Single by Fuerza Regida and Natanael Cano

from the album Pa Que Hablen
- Language: Spanish
- English title: "CH and Pizza"
- Released: December 1, 2022
- Genre: Regional Mexican; sierreño; corrido tumbado;
- Length: 2:16
- Label: Rancho Humilde; Street Mob; Los CT; Sony Latin;
- Songwriters: Daniel Candia; Miguel Armenta;
- Producer: Jesús Ortiz Paz

Fuerza Regida singles chronology
| "911 (En Vivo)" (2022) | "CH y la Pizza" (2022) | "Bebe Dame" (2022) |

Natanael Cano singles chronology
| "AMG" (2022) | "CH y la Pizza" (2022) | "Kilos de H (En vivo)" (2022) |

Music video
- "Ch y la Pizza" on YouTube

= CH y la Pizza =

"CH y la Pizza" is a song recorded and performed by the American group Fuerza Regida and the Mexican rapper Natanael Cano. It was written by Daniel Candia and Miguel Armenta and produced by Jesús Ortíz Paz, who is also the group's vocalist. It was released on December 1, 2022, as the lead single for the former's seventh studio album Pa Que Hablen (2022), through Rancho Humilde, Street Mob Records, Los CT and distributed by Sony Music Latin.
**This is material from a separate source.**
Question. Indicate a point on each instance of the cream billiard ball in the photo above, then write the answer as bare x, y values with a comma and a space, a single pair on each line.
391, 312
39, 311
On March 29, 2023, a Sinaloan banda version of the song performed solo by the group was released.

== Composition ==
Musically, the single is a corrido tumbado with arrangements of sierreña and norteño music with tuba, the lyrics make references to drug trafficking in Mexico, an apology for crime and santería. The title of the song is a phrase that is phonetically similar to Chapiza, a given name to the Sinaloa Cartel, a way of mentioning the criminal group that serves the children of capo Joaquín "El Chapo" Guzmán Loera. The bosses of Iván Archivaldo Guzmán Salazar and Ismael Zambada García are also mentioned, and the theme of Santería is also touched on in a verse sung by Cano, a religion to which he explained that he was not a participant and that at the time of recording the song he had disputes with Ortíz Paz for not wanting to use the phrase.

== Music video ==
An official video clip directed by the DBM company premiered on December 2, 2023, on Fuerza Regida's YouTube channel at the same time that both artists performed it live at the Crypto.com Arena in Los Ángeles, before a full house.

== Chart performance ==
It reached positions on charts such as number 68 on the Billboard Hot 100, number 39 on the Billboard Global 200 and number 9 on Hot Latin Songs, while it was top 10 in Mexico.

== Charts ==
=== Weekly charts ===

Weekly chart performance for "CH y la Pizza"
| Chart (2023) | Peak position |
|---|---|
| Global 200 (Billboard) | 39 |
| Mexico (Billboard) | 7 |
| US Billboard Hot 100 | 68 |
| US Hot Latin Songs (Billboard) | 9 |

=== Year-end charts ===

Year-end chart performance for "CH y la Pizza"
| Chart (2023) | Position |
|---|---|
| Global 200 (Billboard) | 179 |
| US Hot Latin Songs (Billboard) | 29 |

== Certifications ==

Certifications for "CH y la Pizza"
| Region | Certification | Certified units/sales |
| Mexico (AMPROFON) | 2× Diamond+3× Platinum | 1,820,000^{‡} |
^{‡} Sales+streaming figures based on certification alone.